Wrong. The Nikkei stayed essentially flat for the next EIGHTEEN YEARS, hovering around 14,000. The economy slumped in the wake of the bubble bursting, and never recovered. Now the events of the fallout from the vast American derivatives bubble has impacted Japan, and as of this hour, the Nikkei crashing again today and down nearly 10% in the session, is just below 8,000. That would be the 80% loss that the Dow experienced between 1929 and 1932. It just took six times as long for the bottom to arrive this time.

Still, despite the vicissitudes the Tokyo stock market has faced and is facing, the Japanese economy, while subdued, it in some ways prepared to weather the financial storm better than America’s will. Japan, in the wake of the bubble and growing social discontent, pushed for higher wages and stronger control of companies. CEOs only make about 22 times what an average worker makes, compared with something like 450 times here. The result is that while the markets haven’t made a killing, the economy has been generally healthier.

For us here in America, it could be as long term, and with harsher consequences, because America, intent on staving off even a mild recession, has played out most of the tools they have to level out the bumps in the economy. Everyone is leveraged (Wall Street talk for “in debt”) to the teeth, including the country itself. The US was already hemorrhaging money before the crisis began, corporations were deep in the red from “leveraged buyouts” and the citizenry carried a mountain of personal debt, something not helped when the crash in property values wiped out their equity.

The market advocates are right: there is a bottom at some point, an area where the market must simply stop dropping because it does have intrinsic value that underpins the false values given to it by speculators with far too much money and greed, and phony “securitized” loans. Nobody’s quite sure where that bottom is. Henry Paulson warned that if the Congress didn’t act to pass the bailout bill, we could be at 8,500 in a few weeks. It passed it, and we’ve wound up there anyway. I’ve heard guesses of 7,500, 5,000, and even 2,500. I suspect people live those numbers because they are benchmarks, nothing more.

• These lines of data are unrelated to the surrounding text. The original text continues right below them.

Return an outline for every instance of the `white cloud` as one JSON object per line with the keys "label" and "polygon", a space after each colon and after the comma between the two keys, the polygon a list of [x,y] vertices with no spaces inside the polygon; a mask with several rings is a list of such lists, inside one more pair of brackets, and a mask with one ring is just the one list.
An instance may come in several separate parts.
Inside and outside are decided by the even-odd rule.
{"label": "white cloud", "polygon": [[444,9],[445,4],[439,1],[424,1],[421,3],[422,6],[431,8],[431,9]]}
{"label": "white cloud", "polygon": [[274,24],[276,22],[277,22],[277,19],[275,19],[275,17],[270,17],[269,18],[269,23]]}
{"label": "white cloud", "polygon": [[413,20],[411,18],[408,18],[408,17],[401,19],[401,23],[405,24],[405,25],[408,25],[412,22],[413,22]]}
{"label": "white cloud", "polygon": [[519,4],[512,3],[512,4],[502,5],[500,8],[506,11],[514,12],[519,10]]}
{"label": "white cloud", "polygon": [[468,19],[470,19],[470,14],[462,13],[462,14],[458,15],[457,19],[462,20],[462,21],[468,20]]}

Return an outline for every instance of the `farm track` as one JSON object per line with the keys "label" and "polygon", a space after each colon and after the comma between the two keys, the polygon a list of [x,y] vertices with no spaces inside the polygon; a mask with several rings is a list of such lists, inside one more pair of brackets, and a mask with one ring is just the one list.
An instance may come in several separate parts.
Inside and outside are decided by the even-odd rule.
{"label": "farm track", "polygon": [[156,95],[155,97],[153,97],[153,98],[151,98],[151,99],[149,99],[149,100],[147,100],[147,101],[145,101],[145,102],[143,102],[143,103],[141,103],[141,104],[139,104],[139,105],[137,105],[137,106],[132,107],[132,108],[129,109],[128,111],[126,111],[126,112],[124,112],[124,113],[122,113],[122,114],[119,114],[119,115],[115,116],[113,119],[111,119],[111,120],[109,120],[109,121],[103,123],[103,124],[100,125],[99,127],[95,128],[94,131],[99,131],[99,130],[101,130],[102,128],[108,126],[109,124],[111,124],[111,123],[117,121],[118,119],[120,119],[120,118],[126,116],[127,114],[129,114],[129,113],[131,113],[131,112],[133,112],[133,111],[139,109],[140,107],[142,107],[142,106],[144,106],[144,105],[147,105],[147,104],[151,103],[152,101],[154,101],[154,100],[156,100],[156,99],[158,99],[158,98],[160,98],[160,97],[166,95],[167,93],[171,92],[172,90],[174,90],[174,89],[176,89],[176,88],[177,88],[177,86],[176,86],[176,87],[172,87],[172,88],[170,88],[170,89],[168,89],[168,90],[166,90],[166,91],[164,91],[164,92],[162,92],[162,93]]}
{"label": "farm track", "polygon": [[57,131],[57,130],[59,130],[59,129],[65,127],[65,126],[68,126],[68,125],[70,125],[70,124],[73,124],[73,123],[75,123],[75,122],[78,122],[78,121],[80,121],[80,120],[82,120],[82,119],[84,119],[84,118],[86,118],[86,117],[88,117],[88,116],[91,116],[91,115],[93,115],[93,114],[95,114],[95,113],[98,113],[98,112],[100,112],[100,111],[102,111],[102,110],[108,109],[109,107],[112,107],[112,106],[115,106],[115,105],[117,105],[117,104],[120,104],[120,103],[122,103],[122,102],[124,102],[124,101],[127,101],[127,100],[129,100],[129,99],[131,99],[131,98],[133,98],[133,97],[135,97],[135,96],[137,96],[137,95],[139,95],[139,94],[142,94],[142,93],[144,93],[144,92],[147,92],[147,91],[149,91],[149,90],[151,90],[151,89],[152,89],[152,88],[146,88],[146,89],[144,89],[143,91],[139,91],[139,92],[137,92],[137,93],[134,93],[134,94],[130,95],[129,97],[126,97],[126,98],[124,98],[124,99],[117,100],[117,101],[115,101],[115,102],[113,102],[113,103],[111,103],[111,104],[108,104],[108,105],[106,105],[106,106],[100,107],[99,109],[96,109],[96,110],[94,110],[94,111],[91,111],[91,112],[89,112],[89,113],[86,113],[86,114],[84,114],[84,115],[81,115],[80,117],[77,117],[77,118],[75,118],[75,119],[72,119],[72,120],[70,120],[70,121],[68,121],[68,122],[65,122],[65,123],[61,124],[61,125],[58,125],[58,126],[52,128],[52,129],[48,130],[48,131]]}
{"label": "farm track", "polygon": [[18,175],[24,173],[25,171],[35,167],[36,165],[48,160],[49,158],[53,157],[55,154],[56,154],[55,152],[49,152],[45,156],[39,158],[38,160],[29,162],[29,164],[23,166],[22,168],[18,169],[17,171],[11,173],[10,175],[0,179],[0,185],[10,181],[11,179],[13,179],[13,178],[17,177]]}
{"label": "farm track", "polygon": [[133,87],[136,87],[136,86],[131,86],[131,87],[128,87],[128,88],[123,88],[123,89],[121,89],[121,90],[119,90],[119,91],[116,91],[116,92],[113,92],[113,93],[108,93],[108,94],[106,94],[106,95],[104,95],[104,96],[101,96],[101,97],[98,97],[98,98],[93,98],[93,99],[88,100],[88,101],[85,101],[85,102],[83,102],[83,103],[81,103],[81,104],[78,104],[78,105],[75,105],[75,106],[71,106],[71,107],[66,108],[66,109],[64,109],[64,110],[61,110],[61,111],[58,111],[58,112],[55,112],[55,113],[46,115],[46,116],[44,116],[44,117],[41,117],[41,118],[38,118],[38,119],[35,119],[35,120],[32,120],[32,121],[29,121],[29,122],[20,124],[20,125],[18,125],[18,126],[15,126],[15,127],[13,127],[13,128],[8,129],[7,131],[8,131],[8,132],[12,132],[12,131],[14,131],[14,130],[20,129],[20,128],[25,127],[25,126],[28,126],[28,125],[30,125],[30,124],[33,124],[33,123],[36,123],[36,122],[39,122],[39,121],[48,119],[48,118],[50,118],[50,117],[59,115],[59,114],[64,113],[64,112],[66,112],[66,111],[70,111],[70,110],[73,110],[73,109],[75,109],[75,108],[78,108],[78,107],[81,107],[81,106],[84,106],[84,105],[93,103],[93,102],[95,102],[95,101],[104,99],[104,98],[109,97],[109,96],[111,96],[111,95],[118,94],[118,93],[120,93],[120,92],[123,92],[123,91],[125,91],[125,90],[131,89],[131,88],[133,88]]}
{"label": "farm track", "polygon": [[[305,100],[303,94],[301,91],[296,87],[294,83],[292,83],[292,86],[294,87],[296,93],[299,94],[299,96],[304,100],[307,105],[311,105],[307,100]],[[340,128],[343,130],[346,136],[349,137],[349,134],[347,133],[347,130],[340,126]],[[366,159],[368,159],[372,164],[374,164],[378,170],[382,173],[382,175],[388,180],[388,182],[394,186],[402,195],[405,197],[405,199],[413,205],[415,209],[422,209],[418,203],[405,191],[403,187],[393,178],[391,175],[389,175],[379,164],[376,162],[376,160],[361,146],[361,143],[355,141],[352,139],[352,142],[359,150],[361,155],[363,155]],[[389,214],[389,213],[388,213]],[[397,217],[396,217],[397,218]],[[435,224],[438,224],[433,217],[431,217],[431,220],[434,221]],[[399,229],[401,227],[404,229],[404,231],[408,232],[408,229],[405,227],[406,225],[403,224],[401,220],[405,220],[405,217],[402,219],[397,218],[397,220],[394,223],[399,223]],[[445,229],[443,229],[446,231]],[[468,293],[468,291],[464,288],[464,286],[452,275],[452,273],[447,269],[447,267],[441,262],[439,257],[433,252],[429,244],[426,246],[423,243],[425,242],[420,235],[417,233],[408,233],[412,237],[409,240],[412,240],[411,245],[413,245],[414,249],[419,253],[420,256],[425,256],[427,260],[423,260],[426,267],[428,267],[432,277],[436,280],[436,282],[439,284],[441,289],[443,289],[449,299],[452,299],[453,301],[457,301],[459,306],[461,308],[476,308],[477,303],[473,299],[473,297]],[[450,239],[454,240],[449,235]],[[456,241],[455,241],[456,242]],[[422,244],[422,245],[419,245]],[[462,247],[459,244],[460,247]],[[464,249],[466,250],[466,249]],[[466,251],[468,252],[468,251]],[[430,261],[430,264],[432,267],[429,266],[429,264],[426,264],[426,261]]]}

If you look at the market from the time the last recession ended in the Carter years and the beginning of the bubble in the third year of Clinton’s presidency, you can straight line it out, factor in inflation, and come up with a hypothetical value of around 6,500, which is where it would be now if the big boom of the nineties hadn’t occurred.

I suspect that’s about where it will end up, and that’s where it will hover while the economy at large stagnates into another major depression.

But the Japanese were smart, and put the population ahead of the market, and as a result, they kept a decent standard of living and a good safety net at the expense of the idle rich.

If we’re very, very lucky, America’s next government that comes to power in January of 2009 will look at the Japanese response to their great crash, and work along similar lines.